小説

『・・・の会』きぐちゆう(『桃太郎』)

 現場に駆け付けた刑事が顎でくい、と生存者を示す。無理だろうなともう一人が答える。
 四十過ぎと思しき中年の男が弛んだ腹を晒して全裸で丸まっている。膝を抱えてちゅぱちゅぱと親指をしゃぶり、時折心配そうに周囲に目を泳がせる。
 「クスリでもやってんのか気が狂ってんのか。あれが演技ならたいしたもんだ」
 「通報受けて駆け付けた時も道路の上でああやってたって話なんで、犯人てことはないでしょう。車があんなに潰れてんのに、あいつだけ奇跡的に無傷らしいです」
 「とにかく見るに耐えんな」
 男は救急車の中に座っているが、肩に掛けられたタオルがずり落ちても直そうともしない。年長の刑事が近づいてしっかりと体を包んでやると、
 「ばぶぅ」と嬉しそうに笑った。
 「犬山先輩、なつかれたみたいですよ」
 「馬鹿言うな。雉田、何か身分証は出なかったか」
 現場検証していた鑑識に声を掛ける。
 「遺体にも車内にも、免許証その他身分証になるものは一切見当たりません。
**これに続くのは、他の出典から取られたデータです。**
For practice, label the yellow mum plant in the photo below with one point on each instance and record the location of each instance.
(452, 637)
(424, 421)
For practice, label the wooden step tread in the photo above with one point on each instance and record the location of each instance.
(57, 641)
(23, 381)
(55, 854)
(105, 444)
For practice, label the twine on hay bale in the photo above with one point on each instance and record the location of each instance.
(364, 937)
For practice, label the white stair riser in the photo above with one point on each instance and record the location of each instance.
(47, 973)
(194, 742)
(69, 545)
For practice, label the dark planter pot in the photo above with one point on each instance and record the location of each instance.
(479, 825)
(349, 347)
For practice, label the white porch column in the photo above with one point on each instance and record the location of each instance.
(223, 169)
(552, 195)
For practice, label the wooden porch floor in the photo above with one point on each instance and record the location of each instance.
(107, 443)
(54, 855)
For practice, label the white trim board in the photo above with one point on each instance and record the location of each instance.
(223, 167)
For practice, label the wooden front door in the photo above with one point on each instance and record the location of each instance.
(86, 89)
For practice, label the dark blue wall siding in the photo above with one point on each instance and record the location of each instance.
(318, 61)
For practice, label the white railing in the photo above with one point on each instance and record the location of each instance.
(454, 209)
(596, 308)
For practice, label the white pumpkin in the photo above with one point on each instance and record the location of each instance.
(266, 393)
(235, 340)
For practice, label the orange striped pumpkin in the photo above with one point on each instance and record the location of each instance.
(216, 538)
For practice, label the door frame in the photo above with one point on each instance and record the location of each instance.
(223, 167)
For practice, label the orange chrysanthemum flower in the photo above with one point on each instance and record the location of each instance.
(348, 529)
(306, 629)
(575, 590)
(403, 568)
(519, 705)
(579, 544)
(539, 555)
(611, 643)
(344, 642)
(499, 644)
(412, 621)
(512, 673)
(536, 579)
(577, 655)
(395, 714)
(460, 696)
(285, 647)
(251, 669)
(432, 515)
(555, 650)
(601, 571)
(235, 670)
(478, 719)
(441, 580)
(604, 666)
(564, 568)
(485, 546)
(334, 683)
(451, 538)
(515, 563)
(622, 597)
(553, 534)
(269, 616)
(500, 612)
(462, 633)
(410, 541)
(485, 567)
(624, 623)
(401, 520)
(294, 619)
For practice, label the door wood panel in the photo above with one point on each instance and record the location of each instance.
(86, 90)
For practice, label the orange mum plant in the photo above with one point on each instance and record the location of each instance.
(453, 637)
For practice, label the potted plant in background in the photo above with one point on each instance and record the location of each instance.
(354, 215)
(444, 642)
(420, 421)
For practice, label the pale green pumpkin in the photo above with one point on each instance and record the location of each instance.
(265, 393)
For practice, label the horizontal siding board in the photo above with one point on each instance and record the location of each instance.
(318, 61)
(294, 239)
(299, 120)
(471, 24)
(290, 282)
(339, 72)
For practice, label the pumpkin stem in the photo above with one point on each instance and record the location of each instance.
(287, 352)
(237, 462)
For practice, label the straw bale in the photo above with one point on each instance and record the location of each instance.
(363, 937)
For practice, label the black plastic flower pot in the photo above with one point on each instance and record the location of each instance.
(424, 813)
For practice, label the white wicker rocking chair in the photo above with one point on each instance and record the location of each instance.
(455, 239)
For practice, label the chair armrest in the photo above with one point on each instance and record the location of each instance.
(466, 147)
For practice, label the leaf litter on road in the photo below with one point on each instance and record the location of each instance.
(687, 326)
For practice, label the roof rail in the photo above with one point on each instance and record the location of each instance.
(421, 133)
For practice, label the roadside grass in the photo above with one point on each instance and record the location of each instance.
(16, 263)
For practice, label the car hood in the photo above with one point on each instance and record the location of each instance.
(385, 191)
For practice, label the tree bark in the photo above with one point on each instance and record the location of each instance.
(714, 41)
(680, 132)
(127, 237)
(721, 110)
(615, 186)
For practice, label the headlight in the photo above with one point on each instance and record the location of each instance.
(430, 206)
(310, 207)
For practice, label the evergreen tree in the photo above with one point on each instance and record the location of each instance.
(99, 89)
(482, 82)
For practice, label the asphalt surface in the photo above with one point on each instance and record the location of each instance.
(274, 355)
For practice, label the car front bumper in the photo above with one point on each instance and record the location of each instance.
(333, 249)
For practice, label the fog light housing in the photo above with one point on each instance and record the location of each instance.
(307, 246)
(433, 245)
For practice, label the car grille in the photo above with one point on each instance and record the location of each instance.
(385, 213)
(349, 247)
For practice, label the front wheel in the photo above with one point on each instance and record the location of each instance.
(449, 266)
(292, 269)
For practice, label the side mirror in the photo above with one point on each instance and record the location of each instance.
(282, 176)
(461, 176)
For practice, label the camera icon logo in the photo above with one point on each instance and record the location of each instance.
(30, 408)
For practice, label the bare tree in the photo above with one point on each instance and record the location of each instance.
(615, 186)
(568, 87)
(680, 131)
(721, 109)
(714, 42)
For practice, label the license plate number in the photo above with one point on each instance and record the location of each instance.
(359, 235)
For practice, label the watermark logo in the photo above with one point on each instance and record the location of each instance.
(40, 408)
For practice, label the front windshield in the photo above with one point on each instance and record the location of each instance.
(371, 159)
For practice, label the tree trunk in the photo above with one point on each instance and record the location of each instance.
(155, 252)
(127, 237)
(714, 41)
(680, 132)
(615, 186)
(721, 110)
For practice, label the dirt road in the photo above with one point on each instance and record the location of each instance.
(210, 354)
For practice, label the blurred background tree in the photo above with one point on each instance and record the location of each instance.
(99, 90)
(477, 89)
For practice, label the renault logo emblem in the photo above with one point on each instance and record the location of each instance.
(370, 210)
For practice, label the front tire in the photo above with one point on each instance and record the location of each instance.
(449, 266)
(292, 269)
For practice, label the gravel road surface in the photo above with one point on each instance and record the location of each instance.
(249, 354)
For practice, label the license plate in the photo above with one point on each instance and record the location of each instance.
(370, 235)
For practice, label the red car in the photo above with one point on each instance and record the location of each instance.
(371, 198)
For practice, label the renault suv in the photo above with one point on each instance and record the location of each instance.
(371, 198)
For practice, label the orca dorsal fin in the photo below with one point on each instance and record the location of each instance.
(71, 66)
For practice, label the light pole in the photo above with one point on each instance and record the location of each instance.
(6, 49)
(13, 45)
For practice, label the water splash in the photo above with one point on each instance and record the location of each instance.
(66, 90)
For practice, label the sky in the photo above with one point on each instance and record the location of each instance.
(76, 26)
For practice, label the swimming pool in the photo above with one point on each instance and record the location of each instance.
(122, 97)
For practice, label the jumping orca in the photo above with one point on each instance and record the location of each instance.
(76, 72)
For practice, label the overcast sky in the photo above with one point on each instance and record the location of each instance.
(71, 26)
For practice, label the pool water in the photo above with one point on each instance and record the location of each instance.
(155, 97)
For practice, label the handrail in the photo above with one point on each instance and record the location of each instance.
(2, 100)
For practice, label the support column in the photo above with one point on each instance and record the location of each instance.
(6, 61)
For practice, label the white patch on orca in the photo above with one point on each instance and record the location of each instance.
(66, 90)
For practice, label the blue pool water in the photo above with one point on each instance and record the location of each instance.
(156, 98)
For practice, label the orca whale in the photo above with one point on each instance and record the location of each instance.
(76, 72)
ただこんな物が見つかりました」
 ピンクの封筒で、宛名シールに女性の名前が印字されている。
 「二名の遺体が女性ですから、これがどちらかの名前なら手掛かりになりますね」
 若い刑事が手袋をした手で封筒の中身を探る。
 「中は空かぁ」
「俺にも見せろ猿川。差出人は・・・の会。血がついて読めないな」
 年長の刑事の携帯が鳴った。画面のメッセージを見て、無視する。
 「先輩いいんですか?」
 「ああ」
 メッセージは家からだった。今日は何時に帰るかだと。珍しいな。いつもは自分が何時に帰ろうが、居ようが居まいが気に留めないくせに。
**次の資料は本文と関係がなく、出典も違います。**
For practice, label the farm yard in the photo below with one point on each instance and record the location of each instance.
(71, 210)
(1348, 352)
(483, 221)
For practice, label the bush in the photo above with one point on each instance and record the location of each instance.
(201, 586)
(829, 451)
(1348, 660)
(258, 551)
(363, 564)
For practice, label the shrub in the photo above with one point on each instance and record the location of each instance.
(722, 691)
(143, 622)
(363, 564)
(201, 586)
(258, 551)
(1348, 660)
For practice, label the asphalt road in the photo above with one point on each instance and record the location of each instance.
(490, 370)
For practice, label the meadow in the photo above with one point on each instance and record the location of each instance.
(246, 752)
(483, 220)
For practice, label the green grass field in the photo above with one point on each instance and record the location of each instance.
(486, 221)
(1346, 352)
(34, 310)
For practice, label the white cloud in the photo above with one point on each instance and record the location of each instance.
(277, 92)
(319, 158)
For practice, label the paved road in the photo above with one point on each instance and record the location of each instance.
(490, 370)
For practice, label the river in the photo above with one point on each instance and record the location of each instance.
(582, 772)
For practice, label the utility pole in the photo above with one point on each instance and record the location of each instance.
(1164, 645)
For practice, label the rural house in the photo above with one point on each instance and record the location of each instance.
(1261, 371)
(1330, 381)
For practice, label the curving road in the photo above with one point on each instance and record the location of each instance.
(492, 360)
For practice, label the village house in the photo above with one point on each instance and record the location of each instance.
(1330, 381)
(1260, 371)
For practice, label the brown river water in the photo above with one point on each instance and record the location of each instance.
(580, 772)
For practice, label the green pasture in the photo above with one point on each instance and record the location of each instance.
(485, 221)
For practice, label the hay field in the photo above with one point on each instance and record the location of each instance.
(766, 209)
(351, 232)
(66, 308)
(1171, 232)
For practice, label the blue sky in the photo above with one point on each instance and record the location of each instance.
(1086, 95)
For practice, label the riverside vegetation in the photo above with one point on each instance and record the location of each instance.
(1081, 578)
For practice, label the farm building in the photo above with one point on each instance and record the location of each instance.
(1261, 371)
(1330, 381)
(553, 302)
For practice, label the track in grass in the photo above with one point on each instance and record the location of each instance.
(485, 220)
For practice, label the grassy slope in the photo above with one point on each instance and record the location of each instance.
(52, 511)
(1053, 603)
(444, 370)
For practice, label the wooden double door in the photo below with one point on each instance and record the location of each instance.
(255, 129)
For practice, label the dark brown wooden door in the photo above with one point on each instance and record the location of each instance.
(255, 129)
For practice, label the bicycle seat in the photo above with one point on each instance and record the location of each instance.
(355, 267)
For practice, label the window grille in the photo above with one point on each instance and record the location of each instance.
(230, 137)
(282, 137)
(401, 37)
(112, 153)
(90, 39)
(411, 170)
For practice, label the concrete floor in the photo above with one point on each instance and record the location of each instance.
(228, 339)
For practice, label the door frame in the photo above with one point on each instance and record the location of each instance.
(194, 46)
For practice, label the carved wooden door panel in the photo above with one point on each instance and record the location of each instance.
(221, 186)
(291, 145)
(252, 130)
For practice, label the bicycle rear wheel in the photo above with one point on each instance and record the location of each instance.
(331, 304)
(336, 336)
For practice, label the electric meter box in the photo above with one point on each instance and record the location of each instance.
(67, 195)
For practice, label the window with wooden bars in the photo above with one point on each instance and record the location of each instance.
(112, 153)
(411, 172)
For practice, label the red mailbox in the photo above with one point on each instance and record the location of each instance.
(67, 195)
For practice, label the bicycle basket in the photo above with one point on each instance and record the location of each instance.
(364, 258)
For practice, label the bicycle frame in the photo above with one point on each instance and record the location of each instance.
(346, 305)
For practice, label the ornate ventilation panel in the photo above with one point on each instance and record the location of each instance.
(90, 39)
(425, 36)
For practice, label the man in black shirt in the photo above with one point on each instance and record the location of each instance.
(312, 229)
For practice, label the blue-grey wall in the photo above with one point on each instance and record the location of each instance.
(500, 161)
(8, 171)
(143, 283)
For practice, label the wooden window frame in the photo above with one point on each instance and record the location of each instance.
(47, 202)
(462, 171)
 刑事の妻は返事のない携帯を手に溜息をついた。壁に掛かったカレンダーの日付に丸印が付いている。
 <結婚記念日>
 夫婦の仲は長い。忙しい夫に構って欲しい妻は一時期荒れて、鬼嫁とまで呼ばれたが、今や仲は冷え切ったのを通り過ぎて無温度だ。
 「今日にしたかったけど、延期だわね」
 子どもはなく夫は不在がち。独り言が癖になっている。一本電話を掛け、通話を終えてもう一度溜息をついた。
 「ご主人が生まれ変わります、か。何してくれるのかしら。けど変な名前ね、ももたろうの会だなんて」
 何か素敵な事が起きると良かったのに。仕方なく微笑みながら、ピンクの封筒を箪笥に仕舞った。